Все это явно не производит впечатление высокобюджетного ремонта, больше похоже на самодеятельность энтузиастов-любителей. Водители «Сааба» пытаются организовать зажиточный островок в центре бексфордской глуши. А это значит, по крайней мере, должно означать, что им и правда все это нравится: эти перекошенные двухсотлетние решетки, скрипучие дубовые полы, зарытые под геологическими отложениями в виде линолеума, подложки и фанеры, старая вздувшаяся дранка и штукатурка, заклеенная дешевыми обоями. Причем нравится настолько, что они готовы сами обустраивать здесь все, задешево, потому что они не смогли бы позволить себе ничего подобного, если бы эти дома с течением времени не утратили своей роскошности, как, например, в Белгравии. А это значит, думает Верн, что на каждого бородатого архитектурного фанатика, готового делать все своими руками, почти наверняка найдется целая куча чуть менее фанатичных людей с подобным вкусом, готовых заплатить, чтобы такой же дом для них привел в порядок кто-то другой.

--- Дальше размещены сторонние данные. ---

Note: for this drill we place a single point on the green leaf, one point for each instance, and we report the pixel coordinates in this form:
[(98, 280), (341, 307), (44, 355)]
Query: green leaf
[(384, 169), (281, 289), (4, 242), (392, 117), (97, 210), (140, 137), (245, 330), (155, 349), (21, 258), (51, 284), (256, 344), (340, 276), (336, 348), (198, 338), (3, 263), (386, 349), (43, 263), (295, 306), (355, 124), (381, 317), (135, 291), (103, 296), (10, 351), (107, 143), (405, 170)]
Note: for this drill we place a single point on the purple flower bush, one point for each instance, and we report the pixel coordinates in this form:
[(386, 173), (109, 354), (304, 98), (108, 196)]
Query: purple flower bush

Он так пристально таращится на парня в комбинезоне, обдумывая эту мысль, что тот в конце концов оборачивается, почувствовав на себе взгляд, и подпрыгивает от неожиданности, обнаружив голубого овального призрака, витающего в сырой темноте его крыльца.
Верн кивает и удаляется к крыльцу своего собственного дома на этой же улице. Он складывает зонт и, не обращая внимания на дождь, задирает голову, силясь разглядеть в этом здании хоть что-то ценное, хоть что-то желанное. Дом нависает над ним, как полуразрушенная черная скала. Его собственное впечатление от этого дома: старый, старый, старый. Пожеванный временем, использованный временем, в каком-то смысле зараженный временем; словно люди, жившие в этом гигантском человеческом гнезде, от аристократов в париках и бальных платьях до беднеющих клерков, бродяг и работяг со всего света, с их вечно кашляющими детьми, газовыми горелками и ужинами, сделали это место непригодным для какого бы там ни было обновления. Здесь было прожито и окончилось так много жизней, что они уже неотделимы от этого места; они промаслили все поверхности, осели на них толстым слоем грязи. Но есть еще кое-что, эти жуткие разговоры о том, что иногда вещи – материальные вещи – проживают более длинный и медленный цикл, чем одушевленные предметы; что иногда они переживают нас, затмевают нас; что они останутся на своих местах, когда нас ликвидируют, как смертный мусор, как бы ни хотелось нам, чтобы было наоборот; чтобы наши потрепанные пожитки отправлялись в утиль, а тела оставались бессмертными. Фу. Он не будет тут жить. Он однозначно поедет в гостиницу. Старинный, старинный, старинный. Ему надо приучить себя воспринимать все это именно так. И изучить, что именно интересует этих переселенцев, чтобы ненароком не избавиться от чего-нибудь, над чем они трясутся. Или найти кого-то, кто сможет ему все объяснить. Быть может, в этом и была главная причина всех его неудач в бизнесе. Он хотел что-то создавать, а надо было работать с тем, что есть.
Но если он собирается начать скупать и приводить в порядок Бексфорд-Райз, ему нужен капитал, а лучший способ быстро его собрать – это Дикин. Поэтому, в то время как дождь стихает до разрозненных капель, а светлый узелок промеж туч начинает потихоньку распутываться, он возвращается к квартирам на седьмом этаже, стучит, стучит и стучит, пока в конце концов ему очень кстати не открывает сбитый с толку пенсионер в майке.